She heard a buzz and a click, then "WHGH Radio and TV."
Dee blurted out the extension number, and someone answered almost immediately.
"Harry Bromfield's office. Judy Barronger speaking."
"Yes...Hi. I was supposed to call about a meeting? I mean, someone...I think you, called about my arranging a meeting with...with Ms. Bromfield?"
"And to whom am I speaking, please?"
"Oh, right," Dee said with a nervous little laugh. She put her hand on her chest. "Diane Armstrong? I'm a freshman at the University of Pittsburgh, and my roommate left a message -- "
"Yes, of course, Ms. Armstrong," the secretary interrupted smoothly. "Now, today is Wednesday..." Dee heard some pages being turned. "Would it be convenient for you to meet with Ms. Bromfield here, in her office, for a conversation, say,...could you possibly do it tomorrow, at about two in the afternoon?
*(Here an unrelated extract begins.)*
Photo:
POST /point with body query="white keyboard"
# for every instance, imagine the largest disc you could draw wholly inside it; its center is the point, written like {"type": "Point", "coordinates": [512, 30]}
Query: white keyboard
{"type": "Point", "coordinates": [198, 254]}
That would be Thursday, February nineteenth."
"Sure," Dee said quickly. "I mean, tomorrow's fine." Ordinarily on Thursday afternoons and two other afternoons of the week, she waitressed at Bagelnosh, but she could easily get someone to fill in for her.
"And you know where we are? On Fifth Avenue just down from Pitt?"
"Oh, yeah, I know where the station is."
"Good. We'll call it firm, then. We're on the second floor, room two four seven. Just ask at the information desk how to get to Ms. Bromfield's office and tell them you're expected."
Dee thanked her and hung up. The whole exchange hadn't taken two minutes.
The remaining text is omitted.